Merkel to host Putin for Ukraine, Syria summit

Russian President Vladimir Putin gives a speech at the Business Russia Congress in Moscow on October 18, 2016. The event is organised by the All-Russian public organisation Delovaya Rossiya. / AFP PHOTO / POOL / Alexander Zemlianichenko

 

Berlin /AFP

Russian President Vladimir Putin heads to Berlin on Wednesday for a summit focussing on escalating tensions between Moscow and the West over the Kremlin’s strategy in Ukraine and Syria.
The meeting—the first in a year between the Russian, German, French and Ukrainian leaders—will “evaluate the implementation” of the Minsk peace accords for Ukraine, Berlin and Paris said on Tuesday.
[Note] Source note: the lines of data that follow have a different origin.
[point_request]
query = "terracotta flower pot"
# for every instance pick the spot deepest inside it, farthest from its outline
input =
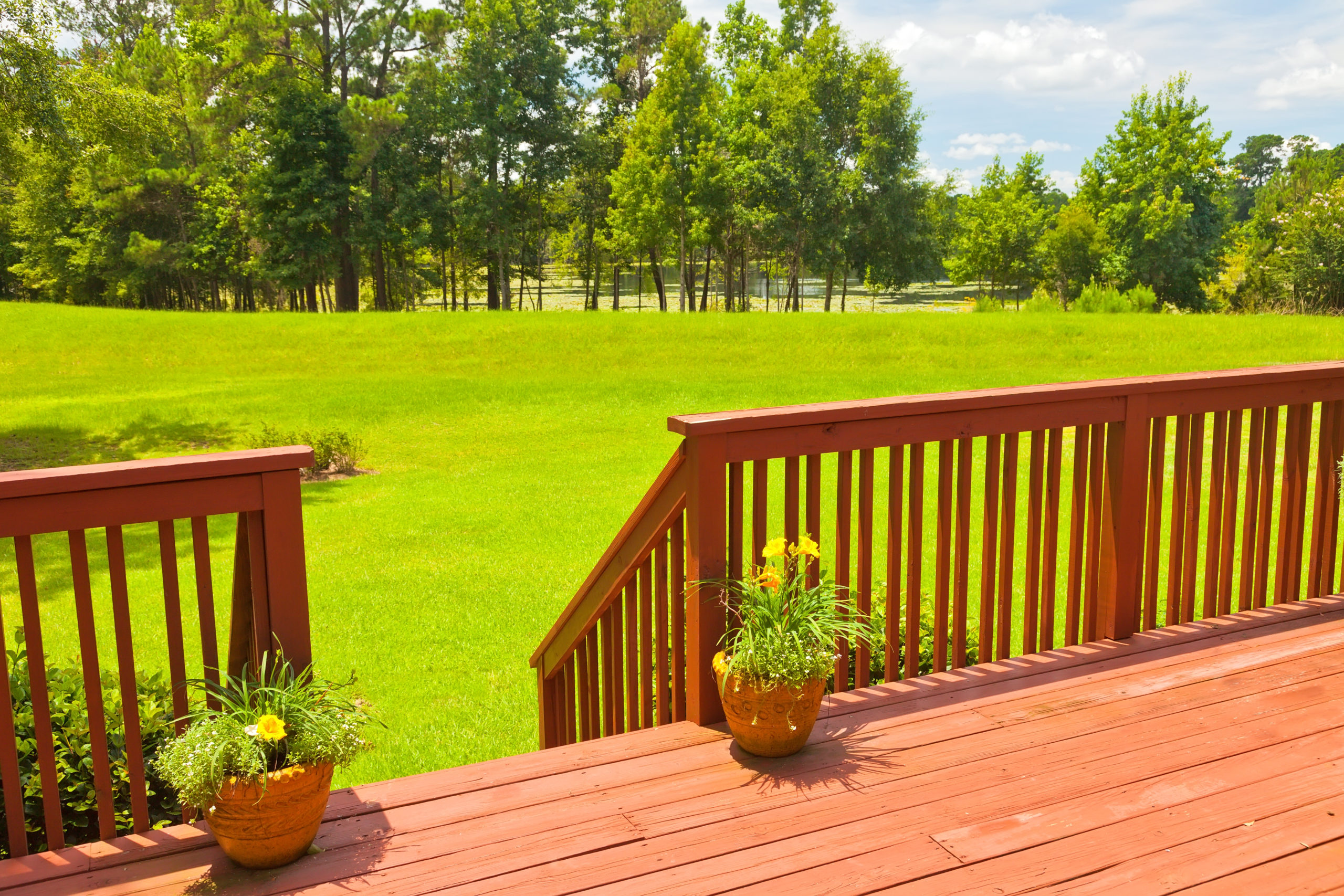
(275, 828)
(769, 723)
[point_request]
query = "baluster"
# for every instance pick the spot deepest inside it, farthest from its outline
(844, 475)
(736, 522)
(1153, 530)
(647, 637)
(1092, 581)
(1232, 480)
(206, 605)
(814, 513)
(760, 518)
(959, 590)
(127, 676)
(791, 499)
(93, 684)
(1214, 539)
(896, 473)
(1007, 542)
(990, 549)
(942, 558)
(38, 688)
(1177, 558)
(678, 606)
(660, 578)
(1031, 599)
(1266, 507)
(863, 660)
(172, 620)
(594, 692)
(1050, 550)
(585, 727)
(915, 561)
(1251, 516)
(609, 691)
(1194, 491)
(1077, 529)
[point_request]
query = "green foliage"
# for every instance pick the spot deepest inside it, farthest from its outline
(319, 722)
(334, 450)
(75, 751)
(783, 632)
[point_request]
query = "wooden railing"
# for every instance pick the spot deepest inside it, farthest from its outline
(1018, 519)
(269, 596)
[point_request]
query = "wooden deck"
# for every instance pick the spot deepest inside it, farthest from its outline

It will also be Putin’s first visit to the German capital since the Ukraine conflict broke out in 2014. The talks take place on the eve of a European Union summit in Brussels on relations with Russia, including sanctions over Ukraine, which come up for renewal at the end of the year. The two-day Brussels meeting is also expected to discuss Russia’s role in Syria, which sparked a furious row between Russia and France last week, prompting Putin to cancel a visit to Paris.
Wednesday’s summit will “discuss the next steps in the process towards ending the crisis in eastern Ukraine,” the French president’s office said on Tuesday.
All sides agreed to a peace deal brokered by Germany and France in February 2015, but while the Minsk accords reduced the intensity of fighting, they failed to stop it.
Even before the Berlin meeting convened, all sides tamped down hopes for a breakthrough.
Merkel said that despite continued diplomatic efforts since the last four-way summit in the so-called Normandy Format in Paris in October 2015, “we have not achieved what we wanted to achieve”.
“Things are stalled in many areas such as the ceasefire, political issues and humanitarian issues,” she told reporters in Berlin. “I have to say that we cannot expect a miracle but it is worth every effort at this point.”
Ukrainian President Petro Poroshenko echoed Merkel’s sober assessment on a visit to Oslo. “Let’s not have very high expectations on this meeting,” he said. “Am I optimistic enough? Yes I’m very optimistic about the future of Ukraine but unfortunately not so optimistic about tomorrow’s meeting.”
Kremlin spokesman Dmitry Peskov said Putin believed there was “no alternative” to implementing the Ukraine accords.
“We know that on this point, the situation leaves much to be desired,” he said. “For the moment, Kiev is doing nothing.”
French President Francois Hollande last week called on all parties in the Ukraine conflict to draw up a roadmap to end the crisis. The aim would be to help Ukraine regain control of its borders with Russia, he said after speaking by telephone with Poroshenko.
Russia, which annexed Ukraine’s Crimean Peninsula in 2014, backs a separatist, pro-Moscow insurgency in eastern Ukraine that has claimed nearly 10,000 lives.